Singh was responding to a question during the Indian Express group’s Idea Exchange programme as to how his commission was to take on board Andhra Pradesh’s demand for special category tag (finance minister Arun Jaitley has, citing the 14th Finance Commission report that recommended elimination of categories among states, refused to accede to the demand). Late Wednesday evening, Andhra chief minister N Chandrababu Naidu had withdrawn two TDP ministries from the Union Cabinet, protesting the Centre’s refusal to accept the state’s demands for the special category tag and various attendant and other financial succours. Successive finance commissions ascribed high weights to both population and the index of backwardness while determining inter se distribution of resources among states, Singh noted, adding that it was well within the 15th Commission’s brief to revisit the index. “We will have fresh data (to compute) an index of backwardness,” he said. Earlier, a panel headed by former RBI governor Raghuram Rajan had developed the multidimensional index to identify backwardness among states. As per the Rajan index, Odisha came in as the country’s least developed state, followed by Bihar and Madhya Pradesh, while then undivided Andhra Pradesh did not figure even on the list of the 10 under-developed states. “One of the things which is part of my terms of reference is certainly to look at equitable regional growth…all the finance commissions, which looked into the question of extent to which some states are well below the average mean of national per capita income on human resource development index, in terms of infrastructure etc., have (given) special attention (to such states).

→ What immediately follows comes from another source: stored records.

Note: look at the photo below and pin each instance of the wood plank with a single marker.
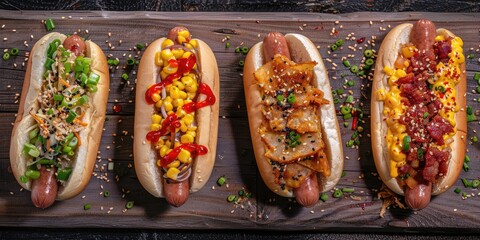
(235, 160)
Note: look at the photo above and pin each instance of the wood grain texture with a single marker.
(208, 208)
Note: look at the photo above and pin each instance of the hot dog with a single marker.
(292, 118)
(56, 132)
(418, 111)
(176, 116)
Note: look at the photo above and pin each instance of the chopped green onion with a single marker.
(32, 174)
(476, 76)
(337, 193)
(34, 133)
(64, 173)
(129, 204)
(14, 51)
(291, 98)
(221, 181)
(23, 179)
(49, 24)
(368, 53)
(466, 183)
(324, 197)
(31, 150)
(6, 56)
(231, 198)
(349, 99)
(354, 69)
(345, 110)
(280, 98)
(369, 62)
(406, 143)
(125, 76)
(475, 183)
(71, 116)
(466, 168)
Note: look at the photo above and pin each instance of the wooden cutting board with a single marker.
(119, 32)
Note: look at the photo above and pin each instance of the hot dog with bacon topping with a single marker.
(57, 131)
(292, 118)
(176, 116)
(418, 111)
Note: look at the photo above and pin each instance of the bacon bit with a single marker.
(78, 138)
(63, 82)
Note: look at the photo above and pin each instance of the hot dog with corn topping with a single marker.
(292, 118)
(58, 126)
(176, 116)
(418, 111)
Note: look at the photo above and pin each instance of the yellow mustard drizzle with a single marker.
(446, 77)
(179, 93)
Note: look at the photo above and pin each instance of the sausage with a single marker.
(275, 43)
(176, 194)
(418, 197)
(173, 33)
(45, 188)
(423, 37)
(75, 44)
(308, 193)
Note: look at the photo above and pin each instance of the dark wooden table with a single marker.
(263, 216)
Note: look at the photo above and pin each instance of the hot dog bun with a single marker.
(94, 116)
(387, 55)
(148, 172)
(301, 50)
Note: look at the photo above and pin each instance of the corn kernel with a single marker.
(178, 102)
(155, 97)
(155, 126)
(156, 118)
(167, 43)
(179, 85)
(191, 88)
(188, 119)
(186, 138)
(174, 164)
(186, 54)
(172, 173)
(183, 127)
(159, 104)
(158, 59)
(194, 43)
(168, 106)
(174, 92)
(163, 150)
(166, 55)
(182, 95)
(177, 53)
(184, 155)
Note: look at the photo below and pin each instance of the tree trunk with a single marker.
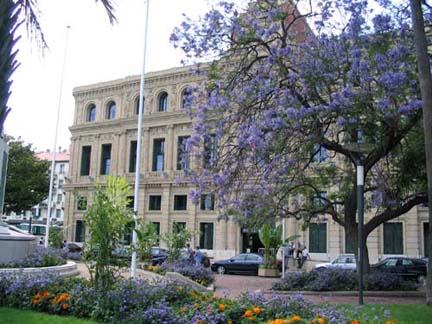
(352, 233)
(426, 94)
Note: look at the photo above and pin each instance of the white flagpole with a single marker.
(139, 142)
(53, 154)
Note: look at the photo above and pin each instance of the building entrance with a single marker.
(250, 241)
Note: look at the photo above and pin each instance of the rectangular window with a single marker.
(130, 203)
(207, 202)
(206, 235)
(349, 245)
(157, 230)
(320, 154)
(85, 160)
(393, 238)
(82, 203)
(183, 153)
(180, 202)
(132, 156)
(210, 151)
(318, 238)
(155, 202)
(80, 231)
(179, 227)
(105, 159)
(319, 200)
(158, 154)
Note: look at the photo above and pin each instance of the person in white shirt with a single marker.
(305, 255)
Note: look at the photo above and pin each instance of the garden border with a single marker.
(69, 269)
(371, 293)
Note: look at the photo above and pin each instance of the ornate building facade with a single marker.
(104, 139)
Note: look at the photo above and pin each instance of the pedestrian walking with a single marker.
(198, 256)
(304, 256)
(286, 255)
(190, 253)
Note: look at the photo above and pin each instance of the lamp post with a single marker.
(139, 141)
(360, 214)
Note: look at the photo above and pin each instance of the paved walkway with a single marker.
(232, 286)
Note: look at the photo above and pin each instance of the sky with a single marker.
(96, 52)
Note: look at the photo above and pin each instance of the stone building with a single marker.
(104, 139)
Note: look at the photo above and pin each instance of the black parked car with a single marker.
(242, 263)
(408, 268)
(159, 255)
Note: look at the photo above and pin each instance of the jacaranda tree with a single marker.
(291, 99)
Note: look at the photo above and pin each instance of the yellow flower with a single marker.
(256, 309)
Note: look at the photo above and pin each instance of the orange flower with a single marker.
(257, 310)
(248, 313)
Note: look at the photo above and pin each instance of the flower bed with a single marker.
(197, 273)
(41, 257)
(342, 280)
(138, 301)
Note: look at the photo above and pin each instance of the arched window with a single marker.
(137, 105)
(186, 98)
(111, 107)
(91, 113)
(163, 102)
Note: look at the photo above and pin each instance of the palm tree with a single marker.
(12, 14)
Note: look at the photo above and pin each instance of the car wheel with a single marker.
(421, 280)
(221, 269)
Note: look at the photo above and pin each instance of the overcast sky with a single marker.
(97, 52)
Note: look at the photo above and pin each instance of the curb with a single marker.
(69, 269)
(392, 294)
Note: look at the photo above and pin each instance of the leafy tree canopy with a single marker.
(291, 95)
(27, 182)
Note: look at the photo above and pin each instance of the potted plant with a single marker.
(271, 238)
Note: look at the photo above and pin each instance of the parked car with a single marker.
(72, 247)
(344, 261)
(242, 263)
(408, 268)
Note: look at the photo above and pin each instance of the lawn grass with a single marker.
(402, 313)
(19, 316)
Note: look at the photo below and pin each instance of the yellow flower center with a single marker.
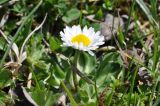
(81, 38)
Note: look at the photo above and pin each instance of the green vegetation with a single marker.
(35, 69)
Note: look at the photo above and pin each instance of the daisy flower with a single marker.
(85, 39)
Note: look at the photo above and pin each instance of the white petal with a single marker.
(91, 53)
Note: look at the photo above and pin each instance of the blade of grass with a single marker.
(129, 18)
(132, 85)
(73, 102)
(19, 29)
(154, 8)
(147, 12)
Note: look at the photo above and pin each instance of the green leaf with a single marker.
(71, 15)
(5, 78)
(3, 1)
(3, 44)
(99, 14)
(146, 10)
(85, 62)
(54, 43)
(110, 64)
(44, 98)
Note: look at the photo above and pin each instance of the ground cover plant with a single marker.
(79, 53)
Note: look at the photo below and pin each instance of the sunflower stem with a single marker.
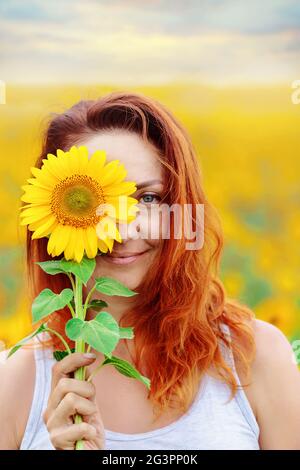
(87, 301)
(60, 337)
(79, 347)
(72, 282)
(71, 310)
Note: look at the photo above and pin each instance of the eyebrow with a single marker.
(148, 183)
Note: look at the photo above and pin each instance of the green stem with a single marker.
(79, 347)
(87, 301)
(60, 337)
(71, 310)
(95, 372)
(72, 282)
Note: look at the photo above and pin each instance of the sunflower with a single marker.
(71, 199)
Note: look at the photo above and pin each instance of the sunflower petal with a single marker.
(90, 242)
(79, 246)
(125, 188)
(45, 228)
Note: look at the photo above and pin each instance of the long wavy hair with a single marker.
(182, 305)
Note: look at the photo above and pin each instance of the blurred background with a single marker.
(225, 68)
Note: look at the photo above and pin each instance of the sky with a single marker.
(149, 42)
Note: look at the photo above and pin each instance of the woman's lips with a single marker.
(127, 260)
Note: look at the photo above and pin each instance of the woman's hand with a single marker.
(69, 397)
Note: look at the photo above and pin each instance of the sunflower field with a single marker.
(247, 142)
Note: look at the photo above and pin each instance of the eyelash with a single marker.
(150, 194)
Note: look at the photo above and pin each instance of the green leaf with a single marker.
(109, 286)
(51, 267)
(126, 332)
(97, 305)
(83, 270)
(59, 355)
(127, 369)
(102, 333)
(24, 340)
(48, 302)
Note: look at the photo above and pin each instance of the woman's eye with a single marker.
(148, 198)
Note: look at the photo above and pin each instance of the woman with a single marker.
(194, 344)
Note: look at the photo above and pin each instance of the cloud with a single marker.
(149, 41)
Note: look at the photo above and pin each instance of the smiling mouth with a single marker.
(124, 259)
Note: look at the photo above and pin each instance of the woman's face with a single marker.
(143, 167)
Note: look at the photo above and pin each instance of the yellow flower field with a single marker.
(247, 140)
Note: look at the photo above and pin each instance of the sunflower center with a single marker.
(75, 200)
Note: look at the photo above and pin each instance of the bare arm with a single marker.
(16, 393)
(277, 388)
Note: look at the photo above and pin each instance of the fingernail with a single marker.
(90, 355)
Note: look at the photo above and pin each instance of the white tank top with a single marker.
(211, 423)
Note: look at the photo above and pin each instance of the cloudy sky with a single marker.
(149, 41)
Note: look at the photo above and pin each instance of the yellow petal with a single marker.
(36, 216)
(36, 182)
(62, 238)
(79, 246)
(70, 248)
(125, 188)
(102, 246)
(45, 229)
(90, 241)
(53, 241)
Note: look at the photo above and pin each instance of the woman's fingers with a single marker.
(67, 385)
(65, 438)
(70, 405)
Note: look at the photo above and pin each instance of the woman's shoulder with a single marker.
(16, 392)
(274, 387)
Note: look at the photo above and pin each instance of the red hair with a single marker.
(179, 313)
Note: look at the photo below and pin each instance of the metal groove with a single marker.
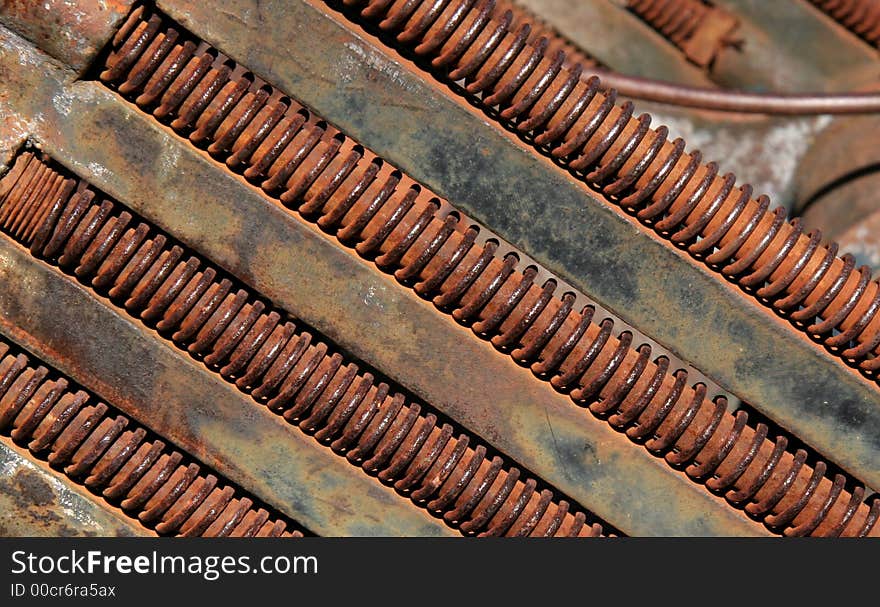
(103, 450)
(287, 369)
(502, 303)
(689, 203)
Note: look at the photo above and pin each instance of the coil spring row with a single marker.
(686, 201)
(409, 232)
(861, 17)
(104, 451)
(295, 375)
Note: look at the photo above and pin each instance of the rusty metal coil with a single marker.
(861, 17)
(290, 371)
(675, 19)
(684, 200)
(406, 230)
(105, 451)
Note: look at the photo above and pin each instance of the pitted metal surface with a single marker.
(433, 258)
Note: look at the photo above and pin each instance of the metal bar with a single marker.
(329, 288)
(791, 47)
(353, 81)
(38, 501)
(72, 31)
(618, 39)
(60, 322)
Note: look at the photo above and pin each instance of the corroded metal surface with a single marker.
(72, 31)
(36, 502)
(181, 213)
(65, 326)
(651, 286)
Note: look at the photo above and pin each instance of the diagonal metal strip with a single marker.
(61, 323)
(338, 294)
(36, 501)
(381, 100)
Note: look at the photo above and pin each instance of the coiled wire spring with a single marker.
(267, 356)
(406, 230)
(103, 450)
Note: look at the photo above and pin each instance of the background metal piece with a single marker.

The special categoy status in the case of for very backward states was one of the means for backward states to catch up with the national average. However, the issue really before us is not special category status, but to address our terms of reference (ToR). One of the areas in ToR is fostering equitable and balanced regional development. Certainly, we will look at index of backwardness of the states,” Singh, also a former finance secretary, said. Although the Centre denied SCS to AP – this tag is practically confined to the eight states in the north-east and the hilly states of J&K, Himachal Pradesh and Uttarakhand – it has promised the coastal state “monetary equivalent” of what the title would entail. It also said all promises made to the new AP under the AP Reorganisation Act 2014 would be fulfilled. Jaitley had indicated that giving AP special category tag would open a pandora’s box as it could give credence to such demands already voiced by Bihar, Chhattisgarh, Jharkhand, Odisha, Rajasthan and Uttar Pradesh.